The Oncotype DX RS results correlated well with these recommendations — nearly all the patients with high risk scores (RS of 31-100) received a chemotherapy recommendation (between 87 percent and 96 percent, depending on their clinical subgroup).
In contrast, a majority, though not all, of patients with low-risk results (RS of 0-18) received a recommendation against chemo. Depending on clinical factors, between 66 percent and 78 percent of women with a low RS were told that they could avoid treatment.
In terms of the treatment patients actually did receive, the correlation with test results was similar. Most patients with high RS got chemo — 87 percent to 100 percent across the subgroups — while few of those with low scores had this extra treatment. The percent of low-RS patients who got chemo ranged from 3 percent amongst those with the lowest clinical risk up to 27 percent for those with node-positive disease.
According to the authors, intermediate scores were associated with chemo use at rates between the low- and high-score groups across the three clinical subgroups.
The researchers also compared chemo use among women who did get tested, and those who did not.
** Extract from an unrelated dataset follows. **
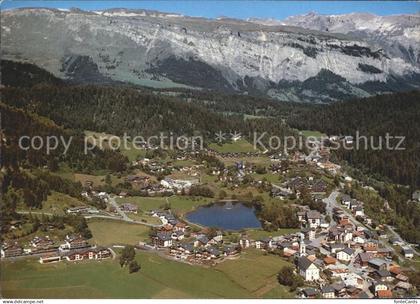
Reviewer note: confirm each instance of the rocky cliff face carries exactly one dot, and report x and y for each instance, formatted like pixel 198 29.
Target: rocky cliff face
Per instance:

More than four times as many clinically low-risk women who did not get Oncotype DX testing received chemotherapy (13 percent compared to only 3 percent amongst low-risk women who received a low RS), suggesting that use of the test had a significant impact in reducing potentially unnecessary chemo use.
The impact of testing also appeared high for the node-positive patients — 83 percent of untested node-positive women received chemo, compared to only 27 percent of node-positive women who had a low RS.
"Results served to identify node-positive patients with low scores for whom chemotherapy might logically be omitted. However, definitive evidence for the benefit of RS testing among node-positive patients awaits the results of clinical trials," the study authors wrote.
Beyond these results, the study also found no significant differences in Oncotype DX use across education, income, and race/ethnicity categories.
The majority of patients — about 60 percent — accurately recalled receiving the test, and nearly two-thirds thought the test was impactful, either shifting their opinion toward or away from chemotherapy.
However, the fact that no more than 60 percent of patients accurately recalled their test result "suggests that while precision medicine for breast cancer has left the station, we have left a few women behind," first author Christopher Friese said in a statement. "There's opportunity in the oncology community to improve how we explain to women the purpose of these tests, how to interpret the results, and what the results mean for their breast cancer treatment," he added.